The purpose of the illustrations can be manifold: sometimes they connect us to the author’s fantasy world as a bridge, at other times they are the most important tools of the book, but the lovely figures of the visual world can also attract interested people to the publication. We’ve put together a bunch of special children’s book illustrations from Eastern Europe that provide an unparalleled visual experience.
Agata Królak: Teo thinks | Poland
Where do our thoughts live? Agata Królak’s picture book is for really determined and curious kids. The author and illustrator of the book are both Agata, whose drawings faithfully reflect the visual expressions of a five-year-old, so we can identify even more with the emotions and thoughts of our protagonist.
Eszter Metzing: The second book of princesses | Hungary
Tibor Zalán’s storybook with drawings by Eszter Metzing is a magical journey.
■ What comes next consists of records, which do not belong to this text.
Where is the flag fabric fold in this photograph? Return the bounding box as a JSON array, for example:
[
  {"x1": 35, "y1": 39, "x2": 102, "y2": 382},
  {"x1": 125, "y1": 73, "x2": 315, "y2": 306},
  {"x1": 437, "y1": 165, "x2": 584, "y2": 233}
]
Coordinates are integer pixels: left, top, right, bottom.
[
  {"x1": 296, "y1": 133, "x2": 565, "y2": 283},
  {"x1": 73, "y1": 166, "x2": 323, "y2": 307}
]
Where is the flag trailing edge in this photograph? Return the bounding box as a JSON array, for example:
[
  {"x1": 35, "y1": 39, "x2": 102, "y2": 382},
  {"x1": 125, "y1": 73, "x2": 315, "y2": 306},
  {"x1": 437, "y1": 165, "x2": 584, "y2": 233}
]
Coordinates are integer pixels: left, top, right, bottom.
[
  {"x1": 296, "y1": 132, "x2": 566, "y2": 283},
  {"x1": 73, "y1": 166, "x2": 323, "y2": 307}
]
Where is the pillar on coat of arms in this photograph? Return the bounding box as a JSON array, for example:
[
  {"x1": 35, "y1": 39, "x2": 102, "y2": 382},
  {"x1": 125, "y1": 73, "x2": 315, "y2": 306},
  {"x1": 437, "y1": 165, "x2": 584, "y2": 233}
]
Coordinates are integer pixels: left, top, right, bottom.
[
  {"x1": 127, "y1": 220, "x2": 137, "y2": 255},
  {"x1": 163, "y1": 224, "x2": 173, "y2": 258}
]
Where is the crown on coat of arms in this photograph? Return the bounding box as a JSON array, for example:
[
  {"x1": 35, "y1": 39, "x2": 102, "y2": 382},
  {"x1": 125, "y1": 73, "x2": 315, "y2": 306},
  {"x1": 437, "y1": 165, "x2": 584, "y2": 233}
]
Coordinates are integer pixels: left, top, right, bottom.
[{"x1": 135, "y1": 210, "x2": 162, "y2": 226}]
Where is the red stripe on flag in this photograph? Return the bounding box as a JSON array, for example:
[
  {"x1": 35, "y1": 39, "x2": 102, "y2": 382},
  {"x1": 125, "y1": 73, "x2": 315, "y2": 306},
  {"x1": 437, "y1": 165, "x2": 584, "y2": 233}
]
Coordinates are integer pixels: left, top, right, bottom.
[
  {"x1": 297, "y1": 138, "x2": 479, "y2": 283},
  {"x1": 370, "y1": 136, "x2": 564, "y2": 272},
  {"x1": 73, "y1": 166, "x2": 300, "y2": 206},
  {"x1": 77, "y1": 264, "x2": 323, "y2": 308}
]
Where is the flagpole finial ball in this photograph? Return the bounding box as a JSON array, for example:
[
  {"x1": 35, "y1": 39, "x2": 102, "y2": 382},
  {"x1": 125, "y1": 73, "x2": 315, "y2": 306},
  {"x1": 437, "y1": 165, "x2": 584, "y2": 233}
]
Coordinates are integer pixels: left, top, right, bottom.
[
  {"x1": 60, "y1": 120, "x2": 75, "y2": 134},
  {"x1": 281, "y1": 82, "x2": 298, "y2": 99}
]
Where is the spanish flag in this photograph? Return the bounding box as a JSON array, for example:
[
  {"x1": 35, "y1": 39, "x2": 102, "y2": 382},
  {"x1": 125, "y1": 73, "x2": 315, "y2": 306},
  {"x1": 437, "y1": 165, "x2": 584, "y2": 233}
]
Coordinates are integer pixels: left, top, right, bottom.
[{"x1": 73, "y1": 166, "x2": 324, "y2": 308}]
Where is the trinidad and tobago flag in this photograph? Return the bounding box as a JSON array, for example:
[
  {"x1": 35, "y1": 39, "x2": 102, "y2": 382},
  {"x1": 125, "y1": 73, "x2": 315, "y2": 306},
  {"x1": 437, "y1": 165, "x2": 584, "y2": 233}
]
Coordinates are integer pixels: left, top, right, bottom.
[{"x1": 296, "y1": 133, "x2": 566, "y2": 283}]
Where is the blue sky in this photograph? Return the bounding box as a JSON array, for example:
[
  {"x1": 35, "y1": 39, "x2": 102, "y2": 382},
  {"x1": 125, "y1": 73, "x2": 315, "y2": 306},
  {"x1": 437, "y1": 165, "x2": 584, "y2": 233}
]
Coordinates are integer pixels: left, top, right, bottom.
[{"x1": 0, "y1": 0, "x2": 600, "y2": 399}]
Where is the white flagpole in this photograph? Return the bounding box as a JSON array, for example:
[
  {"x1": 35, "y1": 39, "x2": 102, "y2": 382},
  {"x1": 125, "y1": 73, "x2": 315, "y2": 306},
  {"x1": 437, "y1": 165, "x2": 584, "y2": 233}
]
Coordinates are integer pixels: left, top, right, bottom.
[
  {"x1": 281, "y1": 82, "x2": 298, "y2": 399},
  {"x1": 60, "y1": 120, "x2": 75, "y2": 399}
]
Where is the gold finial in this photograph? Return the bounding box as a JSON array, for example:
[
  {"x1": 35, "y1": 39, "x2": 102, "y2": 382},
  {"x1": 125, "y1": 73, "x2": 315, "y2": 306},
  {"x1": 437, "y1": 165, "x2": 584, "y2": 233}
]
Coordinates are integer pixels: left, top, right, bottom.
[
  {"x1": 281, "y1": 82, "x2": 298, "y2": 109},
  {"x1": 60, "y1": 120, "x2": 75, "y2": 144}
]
The precisely created characters are both realistic and magical, as well as ugly and beautiful. The illustrations are so real that the book becomes mystical because of them.
Marianna Oklejak: A magical adventure | Poland
Marianna Oklejak’s books are greatly influenced by Polish folklore, her main inspiration is folk art, which she conveys in a modern way. The A magical adventure also draws inspiration from this, but it also contains other eye-catching elements. The book is an activity publication, in which visual tools play an important role.
Joanna Gębal: We understand each other without words | Poland
How do plants communicate with each other? How long does the voice of a whale reach? A book on methods of communication between plants and animals in a simple look.
László Herbszt: What would Frida Kahlo do? | Hungary
László Herbszt’s well-known geometric, yet soft forms this time adorn the faces of exceptional women. He illustrated the book of E. Foley and B. Coates, which is getting published this spring, on women’s fates, that is both a series of real fairy tales and an informative, motivational book for young people and adults.